1. The WordReference Forums have moved to new forum software. (Details)

Urdu: saahab/saahib

Discussion in 'Indo-Iranian Languages' started by UrduMedium, Apr 4, 2012.

  1. UrduMedium Senior Member

    United States
    Urdu (Karachi)
    I understand the proper Urdu pronunciation is saahib. However, saahab (not saab) is very commonly used by a large number of native speakers, in spoken language. In writing, it is hard to tell because both saahib and saahab are written the same way in Urdu script. I also noticed a number of instances of saahab on this forum (see here, here, and here, there are many more). Platts describes it as a corruption of saahib. Not sure if that legitimates it or not.
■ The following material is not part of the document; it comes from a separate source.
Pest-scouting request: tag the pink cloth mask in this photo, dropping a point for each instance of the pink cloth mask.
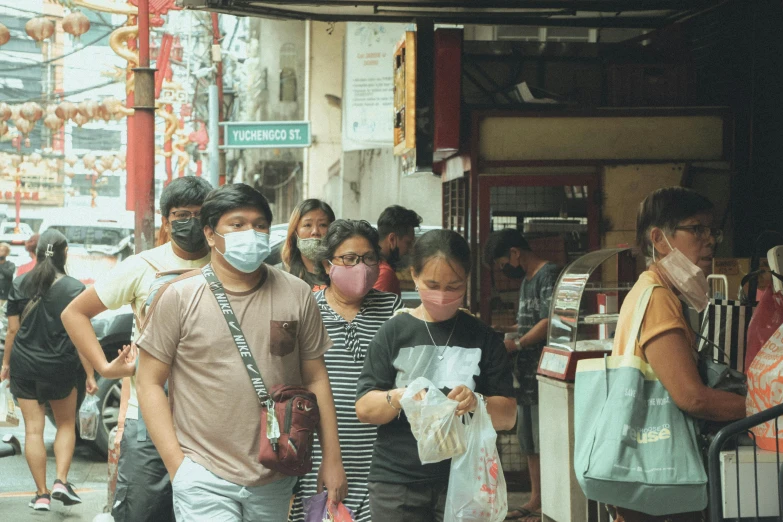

    My question is, is pronouncing/transcribing saahab considered wrong, or acceptable?
     
    Last edited: Apr 4, 2012
  2. Alfaaz Senior Member

    English
    If you go by the dictionary (and what older generations have generally been saying), then it seems yes! It would be considered wrong to say SaaHab.

    Two of the three threads you linked to opened, the other wasn't working. It was interesting to note that a Lakhnawi member seems to have used "SaaHab"...this raises the question that was this just a typo or is SaaHab also considered acceptable?! (In the third thread, the member used both saahib and saahab in the same post...)

    In my opinion, if indeed the correct pronunciation is SaaHib, then it should be pronounced/transcribed as SaaHib. (Of course there are people who think that one shouldn't be very strict in following dictionaries/conventions, languages evolve, and shouldn't be constrained to dictionaries...)

    Edit: Also, people don't seem to pronounce SaaHibah as SaaHabah, so then it seems that SaaHib should be the correct form.....? :confused:
     
    Last edited: Apr 4, 2012
  3. Qureshpor Senior Member

    Punjabi, Urdu پنجابی، اردو

    A good question and posed at an opportune moment as we have been recently discussing other words with a/i vowel change. saaHib/saaHab could be seen as the reverse case of "baahar" changing to "baahir". By the way, some non-natives also pronounce it as "saaHab".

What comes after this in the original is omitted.